In her talk, Abrahams stressed the importance of practicing "narrative management," or "telling your story in a way that makes sense to other people and protects your own privacy and psyche," especially as a way to deflect comments or criticisms on one's own personal choices.
"When they're telling their stories, most people think only of themselves-the star of the show. The secret ninjas of storytelling, however, create a role for the audience," Abrahams said. She suggests soliciting the asker for help or advice on a similar or future issue, reassuring the asker that you do respect his or her opinion, no matter how different it may be from your own.
Abrahams offered other practical advice for professional conduct in the workplace and beyond, including the topic of Facebook etiquette, tough job interview questions and the importance of thank-you notes.
On Miss Conduct's Three E's of Etiquette:
Ethics: The ethics of etiquette are based on the "Golden Rule" and common sense decency-treat others how you want to be treated.
Engineering: Always try to arrange a situation so that people automatically do the right thing without having to think about it.
Esthetics: This is how our outward appearance communicates who we are to other people - the way we dress, the way we use personal space, our voices and words.
Try not to conjure up any negative feelings in other people by your appearance, including fear, envy, lust, intimidation and repulsion. Always know your audience. The best judge of your own outward appearance is to ask yourself: Would you feeling comfortable approaching a stranger to ask for help? Would a stranger feel comfortable approaching you?

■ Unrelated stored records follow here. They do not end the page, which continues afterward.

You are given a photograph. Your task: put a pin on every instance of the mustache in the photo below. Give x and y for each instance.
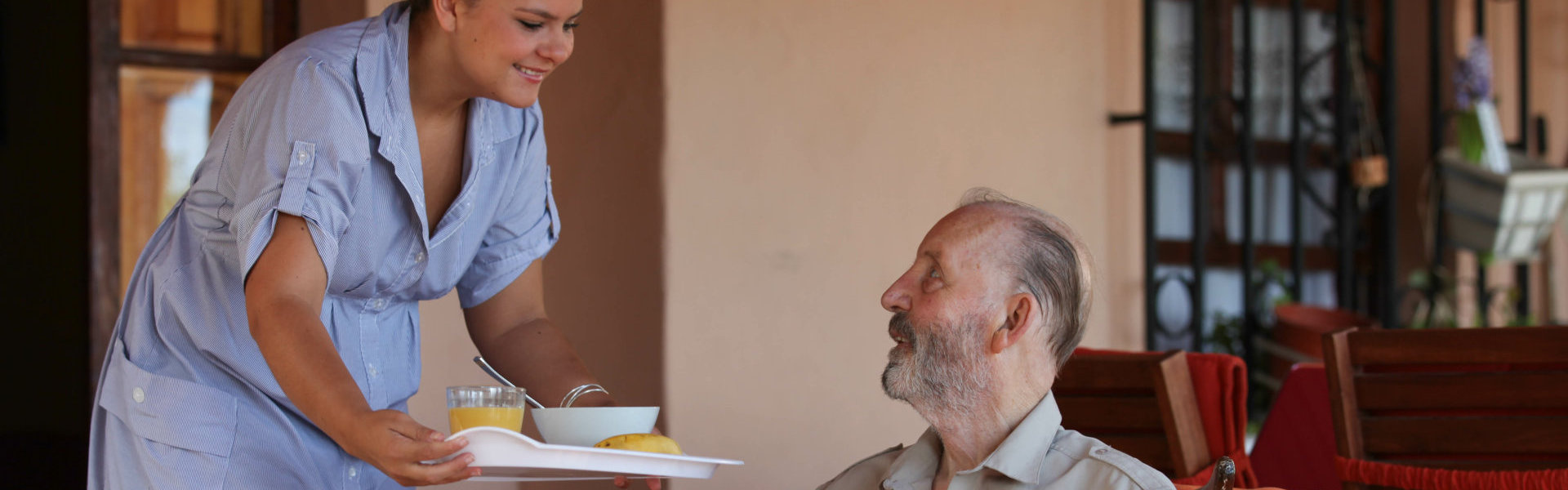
(901, 326)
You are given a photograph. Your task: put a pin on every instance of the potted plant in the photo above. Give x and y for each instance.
(1494, 202)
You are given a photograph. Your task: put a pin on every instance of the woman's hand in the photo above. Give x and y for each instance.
(397, 445)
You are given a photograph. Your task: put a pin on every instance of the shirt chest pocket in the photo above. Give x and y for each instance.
(180, 432)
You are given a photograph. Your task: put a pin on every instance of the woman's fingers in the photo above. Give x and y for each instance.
(455, 470)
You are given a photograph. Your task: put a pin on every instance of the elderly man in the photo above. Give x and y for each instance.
(996, 301)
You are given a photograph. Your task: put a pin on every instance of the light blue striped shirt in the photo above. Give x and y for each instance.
(322, 131)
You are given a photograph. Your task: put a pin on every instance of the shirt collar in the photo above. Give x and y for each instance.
(1021, 454)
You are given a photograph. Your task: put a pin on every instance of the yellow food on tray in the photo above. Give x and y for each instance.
(642, 442)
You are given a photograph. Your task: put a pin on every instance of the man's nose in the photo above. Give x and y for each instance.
(898, 296)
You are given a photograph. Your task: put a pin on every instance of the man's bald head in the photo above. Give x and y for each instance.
(1049, 261)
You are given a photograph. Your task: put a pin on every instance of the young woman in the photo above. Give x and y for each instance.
(270, 333)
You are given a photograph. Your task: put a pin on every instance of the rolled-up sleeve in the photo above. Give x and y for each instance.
(301, 148)
(528, 224)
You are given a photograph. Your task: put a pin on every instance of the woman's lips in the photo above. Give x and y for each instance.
(530, 74)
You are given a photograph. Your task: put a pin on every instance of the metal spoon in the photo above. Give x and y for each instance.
(491, 371)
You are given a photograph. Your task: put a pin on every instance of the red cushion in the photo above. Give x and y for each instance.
(1402, 476)
(1218, 382)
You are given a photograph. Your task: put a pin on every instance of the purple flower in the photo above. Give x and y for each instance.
(1472, 76)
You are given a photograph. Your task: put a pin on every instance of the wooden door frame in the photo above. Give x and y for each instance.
(279, 25)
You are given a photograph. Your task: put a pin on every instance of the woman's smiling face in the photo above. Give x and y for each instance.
(507, 47)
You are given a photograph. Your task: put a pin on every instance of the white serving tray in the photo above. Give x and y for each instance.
(506, 456)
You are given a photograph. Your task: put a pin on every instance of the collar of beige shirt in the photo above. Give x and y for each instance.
(1019, 456)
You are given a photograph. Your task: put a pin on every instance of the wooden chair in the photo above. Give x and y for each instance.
(1472, 399)
(1142, 404)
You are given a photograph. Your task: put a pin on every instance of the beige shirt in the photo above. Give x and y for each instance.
(1037, 454)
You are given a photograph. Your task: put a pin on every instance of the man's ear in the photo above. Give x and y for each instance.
(446, 13)
(1022, 314)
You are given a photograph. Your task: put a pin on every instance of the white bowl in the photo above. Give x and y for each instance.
(587, 426)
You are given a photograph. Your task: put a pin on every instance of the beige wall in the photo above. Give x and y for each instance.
(809, 148)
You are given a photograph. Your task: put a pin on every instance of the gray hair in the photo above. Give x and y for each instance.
(1049, 261)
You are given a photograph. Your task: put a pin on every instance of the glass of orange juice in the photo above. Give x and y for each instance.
(485, 406)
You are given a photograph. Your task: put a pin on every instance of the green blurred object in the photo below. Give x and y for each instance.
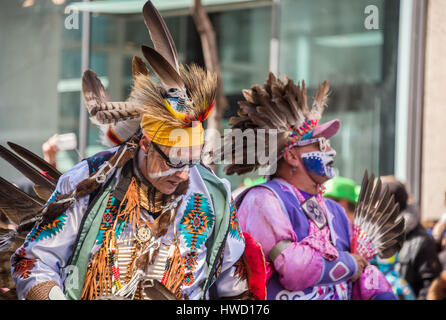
(341, 188)
(253, 182)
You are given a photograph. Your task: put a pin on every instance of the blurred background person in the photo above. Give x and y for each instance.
(417, 260)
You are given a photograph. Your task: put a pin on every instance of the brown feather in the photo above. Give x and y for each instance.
(93, 91)
(139, 67)
(42, 192)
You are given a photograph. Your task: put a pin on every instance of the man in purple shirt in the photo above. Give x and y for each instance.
(305, 237)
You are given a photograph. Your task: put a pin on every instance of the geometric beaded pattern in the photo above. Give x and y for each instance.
(234, 226)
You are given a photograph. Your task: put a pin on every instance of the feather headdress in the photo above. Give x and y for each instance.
(183, 95)
(378, 226)
(280, 105)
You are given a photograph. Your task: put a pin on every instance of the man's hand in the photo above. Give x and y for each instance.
(362, 264)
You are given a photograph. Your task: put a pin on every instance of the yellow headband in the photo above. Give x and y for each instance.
(161, 133)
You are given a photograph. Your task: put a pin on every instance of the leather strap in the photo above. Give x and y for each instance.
(278, 248)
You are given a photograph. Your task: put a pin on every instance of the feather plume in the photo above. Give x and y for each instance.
(93, 91)
(280, 105)
(139, 67)
(27, 170)
(16, 204)
(112, 118)
(42, 192)
(378, 227)
(200, 86)
(40, 163)
(160, 35)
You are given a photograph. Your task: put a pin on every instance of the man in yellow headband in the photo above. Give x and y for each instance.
(143, 220)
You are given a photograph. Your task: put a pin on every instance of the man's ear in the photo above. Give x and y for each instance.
(144, 143)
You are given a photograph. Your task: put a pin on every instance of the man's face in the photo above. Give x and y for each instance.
(318, 160)
(157, 170)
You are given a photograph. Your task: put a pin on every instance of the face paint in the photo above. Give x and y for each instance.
(316, 162)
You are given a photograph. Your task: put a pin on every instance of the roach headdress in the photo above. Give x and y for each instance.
(281, 107)
(182, 99)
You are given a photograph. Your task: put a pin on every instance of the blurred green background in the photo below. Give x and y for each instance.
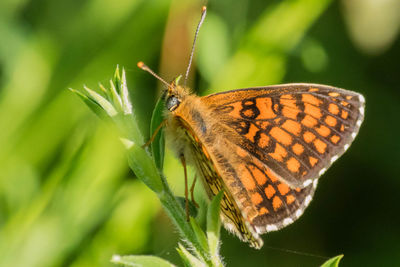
(67, 196)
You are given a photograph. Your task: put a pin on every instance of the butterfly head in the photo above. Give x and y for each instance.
(175, 94)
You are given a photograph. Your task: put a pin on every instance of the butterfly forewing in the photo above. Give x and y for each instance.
(297, 130)
(266, 147)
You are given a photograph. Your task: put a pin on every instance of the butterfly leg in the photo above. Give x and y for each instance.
(192, 191)
(153, 136)
(183, 161)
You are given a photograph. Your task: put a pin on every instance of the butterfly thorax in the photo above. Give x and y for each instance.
(194, 131)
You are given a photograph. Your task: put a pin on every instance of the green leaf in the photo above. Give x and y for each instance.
(117, 80)
(143, 166)
(96, 108)
(214, 225)
(201, 237)
(192, 208)
(101, 101)
(188, 259)
(145, 261)
(158, 144)
(333, 262)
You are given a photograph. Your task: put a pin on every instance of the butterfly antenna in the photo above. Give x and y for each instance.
(145, 68)
(203, 15)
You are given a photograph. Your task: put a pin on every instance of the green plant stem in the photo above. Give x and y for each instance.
(144, 167)
(177, 214)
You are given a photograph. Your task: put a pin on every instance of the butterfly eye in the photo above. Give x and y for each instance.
(172, 103)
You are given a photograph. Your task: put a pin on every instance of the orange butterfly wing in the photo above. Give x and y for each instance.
(296, 130)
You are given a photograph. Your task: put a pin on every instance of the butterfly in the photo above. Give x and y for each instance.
(266, 147)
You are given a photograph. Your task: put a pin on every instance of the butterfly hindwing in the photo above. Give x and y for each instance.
(297, 130)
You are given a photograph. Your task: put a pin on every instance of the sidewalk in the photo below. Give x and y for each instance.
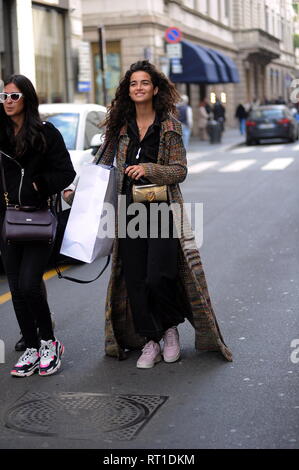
(230, 139)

On etiquette in the social media age:
When dealing with colleagues who you feel are overstepping boundaries, don't be afraid to set a policy that you don't "friend" people that you work with.
Your Facebook wall is your living room. You set the standards of whether or not you'll tolerate profanity or harsh language. Someone else's Facebook page is their living room, so you should abide by the standards they've set. And remember, on Facebook, you don't always know who else is in the room with you.
On how to answer a question on "strengths and weaknesses" in a job interview:
What the interviewer is really wondering is what it will be like to manage you. First of all, know yourself. Walking the line between promoting yourself and being obnoxious isn't easy. Then, when naming your strengths, be sure you can back them up with evidence. Don't pose your weaknesses as your strengths, saying things like, "I care too much about my projects." Your interviewers know you have weaknesses, but they want to make sure you know what they are.
Say your weaknesses with confidence and with an understanding of your own processes. This is also place to manage the narrative-don't just come out and say what your weaknesses are, rather say what you need from them as potential employers. If you're more confident bouncing ideas off other people, don't say you are a craven coward, but say that you do your best work in a group.
Think of it as information sharing, not schmoozing. I have never regretting e-mailing or calling someone whose work I found interesting. And remember, don't just network up; network laterally.
On writing thank-you notes:
Everyone dreads writing them, but thank you notes are necessary, and they only have to be three sentences.
1. Thank the giver for their gift (don't be afraid to be specific).
2. Say something personal about the gift; i.e., how you plan to use the gift or what the gift meant to you.
3. Reaffirm your relationship with the giver and say when you hope to see or speak to them again.
Abrahams is also the author of the book Miss Conduct's Mind over Manners: Master the Slippery Rules of Modern Ethics and Etiquette and is a research associate in the Organizational Behavior unit at Harvard Business School. She holds a Ph.D. in psychology from Boston University.